The Challenger report on layoff intentions in April fell 33.9% to 40,023 compared to 60,587 in March and the near-term peak of 76,835 in February. The level was up 10.9% compared to the 36,081 in April 2018. Continued contraction in brick-and-mortar retail outlets is driving much of job cut intentions. Nonetheless, the influence is less so than it was. Businesses are still anxious to hold on to experienced workers but slower expansion in the economy and efforts to automate at a time when qualified applicants are relatively scare are leading businesses to adjust their payrolls.

The largest increases in layoff intentions in April were in industrial (5,159 or 12.9% of the total), consumer (4,705 or 11.8% of the total), automotive (3,915 or 9.8% of the total), and services (3,224 or 8.1% of the total). The composition of the biggest planned cuts suggest that industries are preparing to produce and provide less at a time when consumers are expected to spend less.
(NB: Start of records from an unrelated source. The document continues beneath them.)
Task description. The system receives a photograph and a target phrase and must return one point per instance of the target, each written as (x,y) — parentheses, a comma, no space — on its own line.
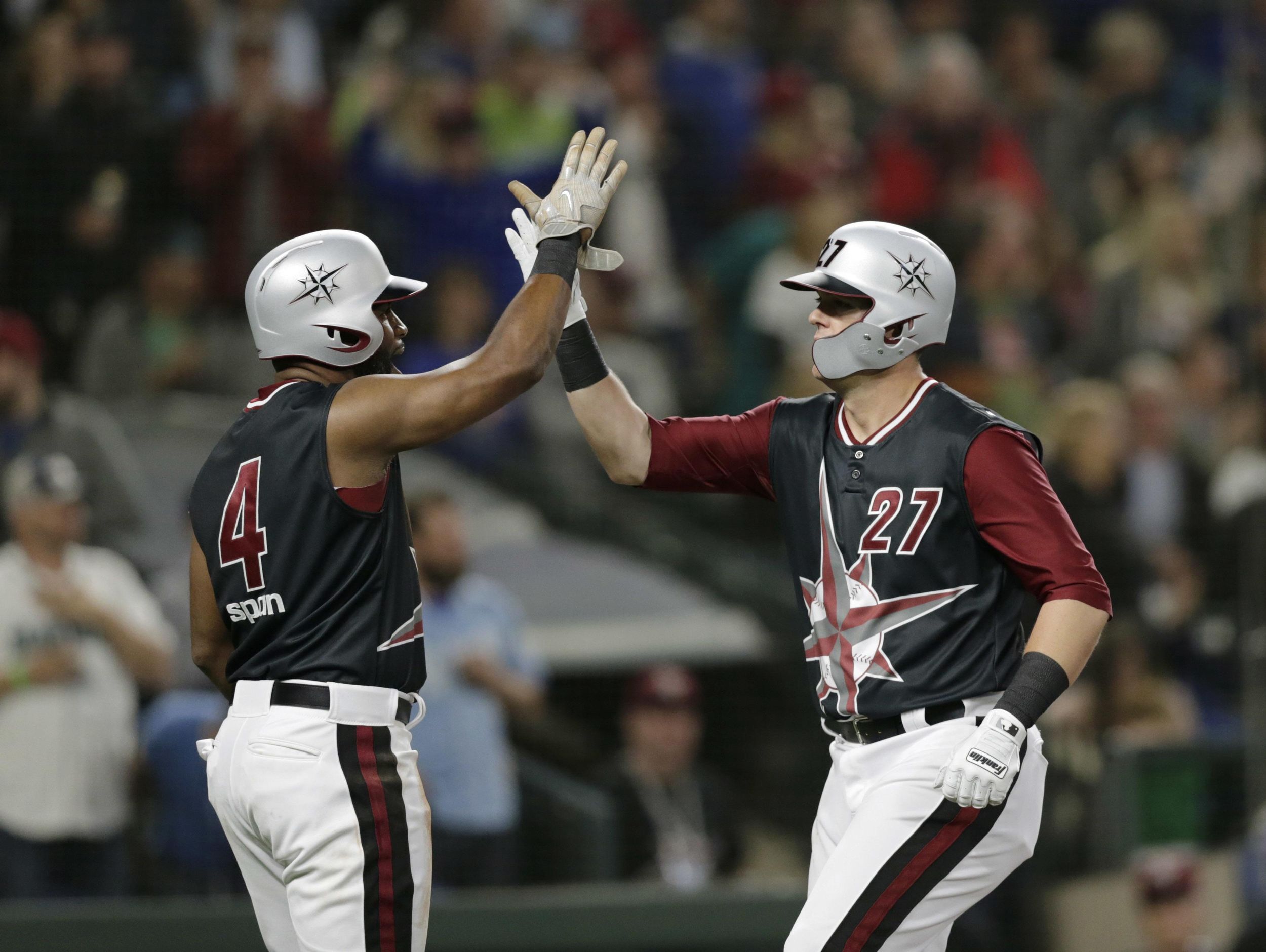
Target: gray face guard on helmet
(313,297)
(908,282)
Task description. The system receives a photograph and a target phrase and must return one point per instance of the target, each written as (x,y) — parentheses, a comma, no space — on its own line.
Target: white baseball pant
(327,817)
(894,862)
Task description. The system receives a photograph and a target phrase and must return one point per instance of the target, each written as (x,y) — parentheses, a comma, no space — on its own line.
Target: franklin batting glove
(523,246)
(579,198)
(983,768)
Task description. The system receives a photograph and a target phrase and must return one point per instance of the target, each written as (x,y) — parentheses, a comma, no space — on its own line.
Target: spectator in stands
(1136,82)
(295,69)
(525,118)
(79,634)
(870,57)
(710,87)
(1166,490)
(1085,442)
(168,336)
(188,842)
(1141,705)
(1168,890)
(1163,290)
(455,212)
(260,168)
(462,310)
(41,421)
(640,227)
(677,821)
(89,176)
(936,158)
(480,679)
(1049,109)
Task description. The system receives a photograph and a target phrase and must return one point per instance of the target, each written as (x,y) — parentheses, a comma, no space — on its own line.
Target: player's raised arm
(383,414)
(688,455)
The largest share of reasons provided for planned job cuts were attributed to closing (8,479 or 21.2% of the total), no reason (7,955 or 19.9% of the total), and restructuring (5,838 or 14.6% of the total). It is unusual to see “no reason” to be given for more than a handful of responses. This suggests a reluctance to categorize the thinking, or that one reason doesn’t dominate the planning.
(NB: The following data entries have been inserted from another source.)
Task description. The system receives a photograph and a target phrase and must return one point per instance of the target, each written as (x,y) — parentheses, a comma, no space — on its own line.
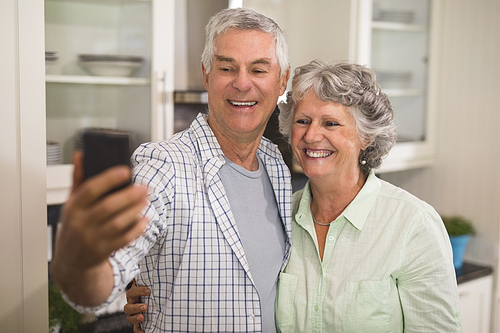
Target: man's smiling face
(243,84)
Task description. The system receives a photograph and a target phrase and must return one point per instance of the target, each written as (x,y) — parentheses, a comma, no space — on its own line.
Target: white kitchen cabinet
(394,37)
(475,304)
(141,103)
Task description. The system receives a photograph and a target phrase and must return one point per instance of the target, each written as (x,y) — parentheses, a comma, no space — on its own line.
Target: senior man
(214,201)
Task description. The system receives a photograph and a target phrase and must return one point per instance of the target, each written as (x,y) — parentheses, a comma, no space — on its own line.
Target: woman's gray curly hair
(354,86)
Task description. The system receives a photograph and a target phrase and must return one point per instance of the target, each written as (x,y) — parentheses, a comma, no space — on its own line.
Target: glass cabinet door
(399,56)
(106,68)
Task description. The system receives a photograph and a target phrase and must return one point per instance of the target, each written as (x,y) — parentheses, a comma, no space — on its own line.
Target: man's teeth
(242,103)
(318,153)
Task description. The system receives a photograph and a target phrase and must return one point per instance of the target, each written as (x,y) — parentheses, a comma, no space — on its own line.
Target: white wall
(466,177)
(23,239)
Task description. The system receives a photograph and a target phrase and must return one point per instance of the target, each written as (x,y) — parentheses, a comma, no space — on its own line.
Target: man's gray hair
(351,85)
(243,19)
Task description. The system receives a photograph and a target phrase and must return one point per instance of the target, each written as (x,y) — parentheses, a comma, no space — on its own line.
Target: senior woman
(366,256)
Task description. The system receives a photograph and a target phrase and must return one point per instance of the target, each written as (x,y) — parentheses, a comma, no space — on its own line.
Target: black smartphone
(103,149)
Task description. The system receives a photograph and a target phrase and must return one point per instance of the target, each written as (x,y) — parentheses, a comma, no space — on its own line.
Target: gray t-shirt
(259,225)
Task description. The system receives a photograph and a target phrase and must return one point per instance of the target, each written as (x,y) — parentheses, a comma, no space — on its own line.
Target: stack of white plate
(54,153)
(50,58)
(110,65)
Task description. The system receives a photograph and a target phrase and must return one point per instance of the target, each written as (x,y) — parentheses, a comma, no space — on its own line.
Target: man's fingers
(134,293)
(133,310)
(120,209)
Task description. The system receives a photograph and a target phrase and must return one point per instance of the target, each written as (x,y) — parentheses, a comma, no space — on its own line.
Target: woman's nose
(313,133)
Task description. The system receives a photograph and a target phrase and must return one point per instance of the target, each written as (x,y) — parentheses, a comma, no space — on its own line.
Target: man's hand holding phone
(96,221)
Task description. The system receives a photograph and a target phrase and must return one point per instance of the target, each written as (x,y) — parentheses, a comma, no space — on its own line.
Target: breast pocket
(285,299)
(367,306)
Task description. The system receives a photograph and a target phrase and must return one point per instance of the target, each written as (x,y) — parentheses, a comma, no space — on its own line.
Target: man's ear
(284,81)
(205,76)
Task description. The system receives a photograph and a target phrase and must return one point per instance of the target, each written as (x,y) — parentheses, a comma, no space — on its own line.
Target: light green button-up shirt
(387,267)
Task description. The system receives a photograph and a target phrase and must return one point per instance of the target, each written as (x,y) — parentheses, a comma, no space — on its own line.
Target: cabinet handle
(164,97)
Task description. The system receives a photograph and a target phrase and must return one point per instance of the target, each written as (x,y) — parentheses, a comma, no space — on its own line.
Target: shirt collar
(356,212)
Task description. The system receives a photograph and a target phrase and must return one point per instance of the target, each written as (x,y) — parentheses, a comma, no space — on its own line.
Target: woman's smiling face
(324,138)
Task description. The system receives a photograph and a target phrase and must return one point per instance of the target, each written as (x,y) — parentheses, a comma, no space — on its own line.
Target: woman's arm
(427,283)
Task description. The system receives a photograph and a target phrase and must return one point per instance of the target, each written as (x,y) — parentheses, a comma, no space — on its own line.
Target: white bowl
(110,68)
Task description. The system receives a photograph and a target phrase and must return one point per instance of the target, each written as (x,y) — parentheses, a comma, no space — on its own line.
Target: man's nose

Hiring intention in April totaled 258,302, the vast majority of which was related to a one-time announcement of 250,000 planned hires at McDonald’s fast food chain. The remaining 8,302 was strongest for technology (1,400 or 16.9% of the total), insurance (1,300 or 15.7% of the total), and FinTech (1,280 or 15.4% of the total). Outside the big swing in the retail sector, hiring plans remain firm and for areas traditionally associated with better wages and benefits, and more secure employment.